A few Sochi 2014 slopestyle competitors are still having grumbles about the course design, even after the jump heights were reduced by around two feet each. El Blanco himself claims that the run is a little scary, saying, “It puts a damper on the whole mood and it’s kind of like you’re getting ready to do a big trick and you see something like that. Intimidating.”
After tweaking his wrist in practice yesterday he might have a point, though it would appear that he is joining a minority here. The Canadians appear to be loving it, with Spencer O’Brien and Karly Piper-Shorr reportedly amongst the first women to step up to the big jumps.
X Games silver and gold medalists Mark McMorris and Maxence Parrot were both in agreement too, Parrot chirping in, “The jumps were not perfect yesterday, but I still had fun.
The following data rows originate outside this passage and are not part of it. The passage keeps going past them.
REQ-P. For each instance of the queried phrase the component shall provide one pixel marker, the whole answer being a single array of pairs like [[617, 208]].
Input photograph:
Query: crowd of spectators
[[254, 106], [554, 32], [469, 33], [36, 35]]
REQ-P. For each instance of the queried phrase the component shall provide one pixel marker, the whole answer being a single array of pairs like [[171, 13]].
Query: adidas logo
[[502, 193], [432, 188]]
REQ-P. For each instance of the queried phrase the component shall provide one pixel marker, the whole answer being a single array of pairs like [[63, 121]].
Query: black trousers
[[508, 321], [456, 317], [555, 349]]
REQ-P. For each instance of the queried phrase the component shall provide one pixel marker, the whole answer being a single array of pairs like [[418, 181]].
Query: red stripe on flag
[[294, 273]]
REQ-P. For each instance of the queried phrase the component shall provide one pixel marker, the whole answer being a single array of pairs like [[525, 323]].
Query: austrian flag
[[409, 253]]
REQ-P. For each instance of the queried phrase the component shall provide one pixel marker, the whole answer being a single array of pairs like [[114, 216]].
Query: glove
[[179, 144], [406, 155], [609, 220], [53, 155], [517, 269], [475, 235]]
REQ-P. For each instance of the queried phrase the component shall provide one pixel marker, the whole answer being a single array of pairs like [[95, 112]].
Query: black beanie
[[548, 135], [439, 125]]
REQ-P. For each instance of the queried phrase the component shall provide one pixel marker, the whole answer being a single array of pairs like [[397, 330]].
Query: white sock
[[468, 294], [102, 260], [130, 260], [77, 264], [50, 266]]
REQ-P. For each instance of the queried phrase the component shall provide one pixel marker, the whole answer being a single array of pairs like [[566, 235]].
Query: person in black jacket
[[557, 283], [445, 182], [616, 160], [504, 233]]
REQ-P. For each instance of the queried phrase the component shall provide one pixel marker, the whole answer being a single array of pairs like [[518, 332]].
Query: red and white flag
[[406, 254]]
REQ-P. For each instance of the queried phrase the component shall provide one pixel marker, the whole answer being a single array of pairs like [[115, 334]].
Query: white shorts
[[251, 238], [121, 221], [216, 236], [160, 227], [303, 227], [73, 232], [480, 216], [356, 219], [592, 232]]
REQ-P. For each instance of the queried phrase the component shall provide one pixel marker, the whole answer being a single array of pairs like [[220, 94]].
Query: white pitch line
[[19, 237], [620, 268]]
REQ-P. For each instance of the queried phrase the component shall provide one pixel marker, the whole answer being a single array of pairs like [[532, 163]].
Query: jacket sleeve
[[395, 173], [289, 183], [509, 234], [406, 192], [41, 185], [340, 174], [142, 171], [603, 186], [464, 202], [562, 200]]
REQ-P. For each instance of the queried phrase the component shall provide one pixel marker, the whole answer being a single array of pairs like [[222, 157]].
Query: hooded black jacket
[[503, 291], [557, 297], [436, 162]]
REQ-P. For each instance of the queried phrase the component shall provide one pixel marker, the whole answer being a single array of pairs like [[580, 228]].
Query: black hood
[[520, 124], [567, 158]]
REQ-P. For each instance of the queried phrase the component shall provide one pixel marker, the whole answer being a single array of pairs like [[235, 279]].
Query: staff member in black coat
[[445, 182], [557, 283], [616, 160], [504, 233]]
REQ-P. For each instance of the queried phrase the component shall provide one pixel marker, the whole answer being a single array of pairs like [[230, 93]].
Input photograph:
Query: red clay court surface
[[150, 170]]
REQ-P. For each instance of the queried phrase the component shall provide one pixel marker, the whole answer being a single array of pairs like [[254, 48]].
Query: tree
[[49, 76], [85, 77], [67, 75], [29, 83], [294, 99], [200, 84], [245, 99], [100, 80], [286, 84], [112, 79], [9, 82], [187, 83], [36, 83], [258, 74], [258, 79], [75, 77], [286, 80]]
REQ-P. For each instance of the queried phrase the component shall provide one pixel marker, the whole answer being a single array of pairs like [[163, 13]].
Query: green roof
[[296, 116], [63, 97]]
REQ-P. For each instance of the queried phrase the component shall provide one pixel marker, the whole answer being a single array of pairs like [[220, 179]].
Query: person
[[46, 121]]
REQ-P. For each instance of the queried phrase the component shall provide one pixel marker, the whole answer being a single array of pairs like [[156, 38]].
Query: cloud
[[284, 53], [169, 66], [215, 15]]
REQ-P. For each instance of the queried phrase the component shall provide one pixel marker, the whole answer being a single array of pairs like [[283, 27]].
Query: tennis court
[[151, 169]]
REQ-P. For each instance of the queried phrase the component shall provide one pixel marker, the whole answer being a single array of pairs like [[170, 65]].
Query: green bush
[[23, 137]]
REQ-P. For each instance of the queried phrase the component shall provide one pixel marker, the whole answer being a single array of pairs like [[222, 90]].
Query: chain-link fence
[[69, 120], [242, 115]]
Today it was perfect. I don’t think it can get much better.”
Snowboarding’s dangerous. But crossing the street is dangerous, too.
So nothing can get better than perfect? Thanks Max. Mr McMorris put it slightly better: “I don’t think it’s dangerous. Snowboarding’s dangerous. But crossing the street is dangerous, too.”
More eloquent stuff there. One thing we’ve learned for sure with all this Olympic madness is that getting quotes from top-level ‘athletes’ is about as thrilling as listening to the voice-over track on the Art Of Flight wearing a blindfold with everything else on mute.
Whilst the mainstream media seems to be focusing on the jumps and the rail that saw Torstein off (it’s very weird Google-ing Horgmo and being hit with the Guardian), it’s the other features that are getting flack from on the ground. An anonymous source says, in reference to the wave rail: “You mean the 1997 piece of dog shit? No one is touching that – or the ride on box next to it. FIS is trying to look big and impressive but they don’t get it.”
But again, the course has been well received by others – in other words, as with every event, some folk like the set-up and others don’t.
It is a beast though, and after seeing it in full for the first time yesterday opinions on the web range from “Sooo big (that’s what she said),” to bewilderment as to why the event staff seemed to had hidden “all the downed bodies of injured Olympians scattered along the course.”
Whatever you can say about the size of the course, we’re still pretty pleased that ‘anti-gay’ Russia has painted all the features in a rather fetching shade of pink, as well as giving all the staff nice rainbow coloured gloves.